Far from a litany of complaints, the album as a whole shows a deep attachment to Japan, and an earnest belief that it can do better. Kim says he gets that from his mother, a devout Catholic. Though not religious himself, he absorbed some of her faith, as a counterweight to the skepticism he learned from his journalist father.
The tension between these two forces is palpable throughout the album. He often switches viewpoints in the course of a track, turning a seemingly clear-cut sentiment on its head. On “Losing My Love,” his disillusionment with the Japanese hip-hop scene is thrown into relief by a guest verse from Hunger, of Sendai hip-hop crew Gagle, that exposes the naivety of his complaints.
“I made an effort to show various perspectives, so people wouldn’t just interpret things in one way,” he says.
Just don’t call it “conscious hip-hop,” the oft-mocked genre tag for artists who place politics and social awareness at the center of their work.
“It’s not just about getting a single message across, it’s about exploring a way of life and showing it from various angles,” he says of his approach. “So when people call me a ‘conscious rapper’ or say I have a ‘strong message,’ I tell them I’m not trying to get a message across, I’m exploring themes.”

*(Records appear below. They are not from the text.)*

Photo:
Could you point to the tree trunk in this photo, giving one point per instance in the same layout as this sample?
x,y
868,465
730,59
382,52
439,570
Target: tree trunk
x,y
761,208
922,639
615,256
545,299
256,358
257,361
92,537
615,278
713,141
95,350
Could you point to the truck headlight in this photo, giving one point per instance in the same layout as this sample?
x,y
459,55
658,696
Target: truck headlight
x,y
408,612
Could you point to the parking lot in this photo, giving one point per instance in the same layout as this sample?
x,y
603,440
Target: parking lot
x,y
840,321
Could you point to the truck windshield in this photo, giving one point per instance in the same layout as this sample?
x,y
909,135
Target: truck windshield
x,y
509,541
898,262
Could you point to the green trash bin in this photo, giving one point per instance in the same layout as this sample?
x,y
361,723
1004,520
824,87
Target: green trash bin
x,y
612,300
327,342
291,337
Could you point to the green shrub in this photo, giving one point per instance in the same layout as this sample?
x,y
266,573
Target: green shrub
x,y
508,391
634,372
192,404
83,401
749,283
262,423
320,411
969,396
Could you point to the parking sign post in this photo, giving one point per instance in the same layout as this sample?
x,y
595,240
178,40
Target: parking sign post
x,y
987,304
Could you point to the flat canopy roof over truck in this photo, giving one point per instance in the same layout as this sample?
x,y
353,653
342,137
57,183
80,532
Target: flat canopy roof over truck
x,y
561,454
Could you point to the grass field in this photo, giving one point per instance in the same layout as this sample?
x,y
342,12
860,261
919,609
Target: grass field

The album’s release in mid-March was overshadowed by the coronavirus outbreak, and though it earned some enthusiastic reviews, it hasn’t really received the attention it deserves.
Although Kim has expressed frustration about this, it’s not out of a sense of being denied his big chance. Rather, it’s that the world he’d worked so hard to depict — and the conversation he’d hoped to start about it — has already changed beyond recognition.
“I want to do something quickly in response to this altered world, to experience it and express it,” he says. “So the frustration I feel now is about when I’m going to be able to start creating again.”